Minggu, 15 Oktober 2023

Review Mendidik Anak dengan Cinta Karya Irawati Istadi

 

Seorang ayah menaruh majalah yang dibaca ketika menerima secarik kertas dari anaknya. Dalam lembaran tersebut tertulis “Saya berjanji tidak akan mencuri uang lagi”. Sejurus kemudian wajah sang ayah berubah drastis. Matanya langsung menyala dengan garangnya. “Dasar anak bandel, apalagi yang kamu perbuat hari ini? apa belum puas membuat ayahmu malu?”

Sang ayah merenggut badan anaknya dengan kasar agak mendekat. “Dasar anak tak tahu aturan! Pencuri! Masih kecil sudah pandai mencuri, mau jadi apa kalau sudah besar nanti? Mau jadi perampok? Memalukan!”

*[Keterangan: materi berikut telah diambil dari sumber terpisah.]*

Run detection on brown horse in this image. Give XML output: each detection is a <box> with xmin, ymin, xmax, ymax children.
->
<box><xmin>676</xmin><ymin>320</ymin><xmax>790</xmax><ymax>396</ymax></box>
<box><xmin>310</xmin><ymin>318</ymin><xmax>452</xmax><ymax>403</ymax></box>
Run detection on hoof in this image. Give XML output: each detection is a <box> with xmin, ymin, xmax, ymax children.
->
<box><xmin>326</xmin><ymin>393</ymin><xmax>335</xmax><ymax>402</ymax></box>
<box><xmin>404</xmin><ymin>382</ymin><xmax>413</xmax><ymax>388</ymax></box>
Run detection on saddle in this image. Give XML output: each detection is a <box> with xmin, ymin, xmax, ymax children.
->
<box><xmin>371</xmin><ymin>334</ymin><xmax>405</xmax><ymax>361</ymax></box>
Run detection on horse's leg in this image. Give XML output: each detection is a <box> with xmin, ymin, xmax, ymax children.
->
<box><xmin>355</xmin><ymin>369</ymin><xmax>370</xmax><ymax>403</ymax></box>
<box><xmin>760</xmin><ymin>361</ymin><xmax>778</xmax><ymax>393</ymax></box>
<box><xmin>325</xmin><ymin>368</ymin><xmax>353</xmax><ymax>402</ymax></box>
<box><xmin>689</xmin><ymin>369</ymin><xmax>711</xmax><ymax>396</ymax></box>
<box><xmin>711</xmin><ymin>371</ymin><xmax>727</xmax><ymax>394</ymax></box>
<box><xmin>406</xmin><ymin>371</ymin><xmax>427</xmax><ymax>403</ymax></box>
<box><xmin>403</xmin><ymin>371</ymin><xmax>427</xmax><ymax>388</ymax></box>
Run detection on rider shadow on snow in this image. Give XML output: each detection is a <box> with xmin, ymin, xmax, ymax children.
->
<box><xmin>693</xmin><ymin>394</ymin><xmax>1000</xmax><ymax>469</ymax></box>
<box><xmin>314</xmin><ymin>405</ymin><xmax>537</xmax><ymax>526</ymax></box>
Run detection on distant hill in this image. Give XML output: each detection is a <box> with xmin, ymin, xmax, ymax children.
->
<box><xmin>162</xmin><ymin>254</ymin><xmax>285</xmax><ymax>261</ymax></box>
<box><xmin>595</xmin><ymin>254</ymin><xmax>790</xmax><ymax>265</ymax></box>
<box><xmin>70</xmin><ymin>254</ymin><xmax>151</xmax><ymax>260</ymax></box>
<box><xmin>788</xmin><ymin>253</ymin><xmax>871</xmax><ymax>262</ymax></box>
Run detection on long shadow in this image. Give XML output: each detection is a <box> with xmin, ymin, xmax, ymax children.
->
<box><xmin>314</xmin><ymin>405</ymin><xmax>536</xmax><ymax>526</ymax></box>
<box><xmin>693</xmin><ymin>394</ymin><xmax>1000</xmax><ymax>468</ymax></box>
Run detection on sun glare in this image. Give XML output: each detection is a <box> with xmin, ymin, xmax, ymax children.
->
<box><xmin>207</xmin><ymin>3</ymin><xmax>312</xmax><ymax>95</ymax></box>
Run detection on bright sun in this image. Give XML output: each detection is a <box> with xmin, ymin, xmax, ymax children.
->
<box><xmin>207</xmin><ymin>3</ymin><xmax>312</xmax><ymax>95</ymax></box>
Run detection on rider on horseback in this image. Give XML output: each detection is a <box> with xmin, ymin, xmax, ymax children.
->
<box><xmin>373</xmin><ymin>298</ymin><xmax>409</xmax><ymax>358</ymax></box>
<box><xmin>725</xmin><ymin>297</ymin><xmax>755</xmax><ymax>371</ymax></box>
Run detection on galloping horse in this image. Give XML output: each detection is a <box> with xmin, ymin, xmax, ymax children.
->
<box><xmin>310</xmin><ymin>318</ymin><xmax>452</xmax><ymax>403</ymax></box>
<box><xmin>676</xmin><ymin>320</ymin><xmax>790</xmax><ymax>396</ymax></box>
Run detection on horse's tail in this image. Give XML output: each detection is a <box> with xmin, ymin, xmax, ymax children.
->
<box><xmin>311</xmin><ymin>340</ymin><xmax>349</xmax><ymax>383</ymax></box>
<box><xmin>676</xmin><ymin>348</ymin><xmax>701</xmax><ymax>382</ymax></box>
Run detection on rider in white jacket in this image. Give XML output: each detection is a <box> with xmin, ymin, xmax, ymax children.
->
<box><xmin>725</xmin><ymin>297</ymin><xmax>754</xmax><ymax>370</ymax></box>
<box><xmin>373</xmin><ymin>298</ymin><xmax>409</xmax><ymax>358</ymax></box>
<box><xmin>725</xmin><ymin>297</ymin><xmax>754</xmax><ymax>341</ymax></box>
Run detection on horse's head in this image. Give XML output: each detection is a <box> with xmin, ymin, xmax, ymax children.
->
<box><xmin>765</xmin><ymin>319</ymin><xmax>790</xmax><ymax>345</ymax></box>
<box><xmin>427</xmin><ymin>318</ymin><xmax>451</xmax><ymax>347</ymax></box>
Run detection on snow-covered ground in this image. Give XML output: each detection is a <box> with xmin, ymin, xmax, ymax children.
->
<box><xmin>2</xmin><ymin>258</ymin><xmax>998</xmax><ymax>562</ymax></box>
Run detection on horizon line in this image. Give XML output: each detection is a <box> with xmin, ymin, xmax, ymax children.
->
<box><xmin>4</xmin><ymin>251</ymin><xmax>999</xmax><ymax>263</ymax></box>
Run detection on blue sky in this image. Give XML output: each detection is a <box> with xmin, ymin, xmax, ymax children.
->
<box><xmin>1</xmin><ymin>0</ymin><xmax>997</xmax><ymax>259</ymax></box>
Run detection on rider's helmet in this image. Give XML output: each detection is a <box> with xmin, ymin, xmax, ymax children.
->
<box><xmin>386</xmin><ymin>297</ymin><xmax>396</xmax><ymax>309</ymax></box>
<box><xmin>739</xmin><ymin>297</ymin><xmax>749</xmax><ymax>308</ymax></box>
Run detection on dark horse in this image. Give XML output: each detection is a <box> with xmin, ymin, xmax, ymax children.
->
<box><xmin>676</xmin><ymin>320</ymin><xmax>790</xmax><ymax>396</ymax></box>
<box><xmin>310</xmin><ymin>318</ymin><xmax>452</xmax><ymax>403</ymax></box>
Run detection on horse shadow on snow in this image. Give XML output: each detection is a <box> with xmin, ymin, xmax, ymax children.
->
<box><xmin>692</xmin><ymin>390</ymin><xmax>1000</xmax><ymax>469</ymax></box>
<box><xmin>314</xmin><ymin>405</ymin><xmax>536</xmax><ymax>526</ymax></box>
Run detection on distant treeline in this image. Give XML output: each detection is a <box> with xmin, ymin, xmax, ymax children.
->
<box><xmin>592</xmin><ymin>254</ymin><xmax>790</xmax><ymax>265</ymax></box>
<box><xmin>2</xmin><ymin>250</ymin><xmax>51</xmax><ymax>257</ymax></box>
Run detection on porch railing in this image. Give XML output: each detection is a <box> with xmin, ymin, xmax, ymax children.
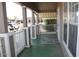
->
<box><xmin>0</xmin><ymin>24</ymin><xmax>40</xmax><ymax>57</ymax></box>
<box><xmin>13</xmin><ymin>29</ymin><xmax>26</xmax><ymax>56</ymax></box>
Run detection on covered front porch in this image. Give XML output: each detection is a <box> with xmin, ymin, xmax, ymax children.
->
<box><xmin>0</xmin><ymin>2</ymin><xmax>79</xmax><ymax>57</ymax></box>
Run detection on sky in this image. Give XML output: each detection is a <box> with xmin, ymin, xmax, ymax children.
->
<box><xmin>6</xmin><ymin>2</ymin><xmax>32</xmax><ymax>20</ymax></box>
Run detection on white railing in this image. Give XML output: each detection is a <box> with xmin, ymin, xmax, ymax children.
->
<box><xmin>0</xmin><ymin>28</ymin><xmax>30</xmax><ymax>57</ymax></box>
<box><xmin>0</xmin><ymin>24</ymin><xmax>40</xmax><ymax>57</ymax></box>
<box><xmin>36</xmin><ymin>24</ymin><xmax>40</xmax><ymax>35</ymax></box>
<box><xmin>30</xmin><ymin>24</ymin><xmax>41</xmax><ymax>39</ymax></box>
<box><xmin>13</xmin><ymin>30</ymin><xmax>26</xmax><ymax>56</ymax></box>
<box><xmin>13</xmin><ymin>27</ymin><xmax>31</xmax><ymax>56</ymax></box>
<box><xmin>30</xmin><ymin>25</ymin><xmax>37</xmax><ymax>39</ymax></box>
<box><xmin>0</xmin><ymin>33</ymin><xmax>12</xmax><ymax>57</ymax></box>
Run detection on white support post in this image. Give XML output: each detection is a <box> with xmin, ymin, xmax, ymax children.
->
<box><xmin>22</xmin><ymin>6</ymin><xmax>27</xmax><ymax>27</ymax></box>
<box><xmin>67</xmin><ymin>2</ymin><xmax>70</xmax><ymax>47</ymax></box>
<box><xmin>0</xmin><ymin>2</ymin><xmax>8</xmax><ymax>33</ymax></box>
<box><xmin>22</xmin><ymin>6</ymin><xmax>30</xmax><ymax>46</ymax></box>
<box><xmin>57</xmin><ymin>5</ymin><xmax>61</xmax><ymax>43</ymax></box>
<box><xmin>76</xmin><ymin>3</ymin><xmax>79</xmax><ymax>57</ymax></box>
<box><xmin>76</xmin><ymin>15</ymin><xmax>79</xmax><ymax>56</ymax></box>
<box><xmin>31</xmin><ymin>11</ymin><xmax>37</xmax><ymax>39</ymax></box>
<box><xmin>24</xmin><ymin>27</ymin><xmax>31</xmax><ymax>48</ymax></box>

Sepintas respon sang ayah terhadap anaknya yang ketauan mencuri uang milik temannya tersebut merupakan hal yang wajar. Anak yang baru saja duduk di bangku kelas 5 SD sudah berani melakukan tindakan tercela sehingga membuatnya kecewa dan marah. Namun, dari segi pendidikan, reaksi tersebut tidak bisa dibenarkan.

Ketika seorang anak salah, maka seharusnya ayah bisa membedakan antara pribadi anak dan perilaku yang dikerjakannya. Pencuri adalah mereka yang memang jahat dan pekerjaannya mencuri. Namun, pencurian tidak hanya bisa dilakukan oleh seorang pencuri, melainkan juga bisa dilakukan oleh seorang anak baik-baik, ketika mungkin satu kali dia sedang khilaf dan dia tidak terus menerus mencuri sehingga tidak pantas jika dia disebut pencuri.

Lalu bagaimana seharusnya sang ayah bereaksi dengan perilaku tercela anaknya tersebut? Sebaiknya sang ayah bertanya alasan dibalik perilaku anaknya. Ayah akan lebih bijak jika mendekati anak, menggali hal yang mendorong dia mencuri kemudian memvalidasi perasaannya. Secara fitrah, anak yang dihargai dan diberi kepercayaan selanjutnya akan lebih terbuka mengungkapkan isi hatinya. Ketika anak sudah merasakan hal tersebut, maka kita sebagai orang tua juga lebih mudah dalam memberikan nasehat. Betapa pun besar kesalahan perilaku itu, jangan sampai mengubah konsep penghargaan orang tua terhadap pribadi anak.

 -----------------------------------------------------------------------------------------------------

Salah satu kasus yang saya angkat di atas adalah kutipan kasus yang diangkat dalam buku berjudul Mendidik Anak dengan Cinta karya Irawati Istadi. Beliau yang juga berprofesi dengan psikolog membeberkan berbagai pengalamannya serta lingkungan sekitarnya dalam mendidik anak dengan cinta didasarkan kepada Al-Qur’an dan Al-Hadis.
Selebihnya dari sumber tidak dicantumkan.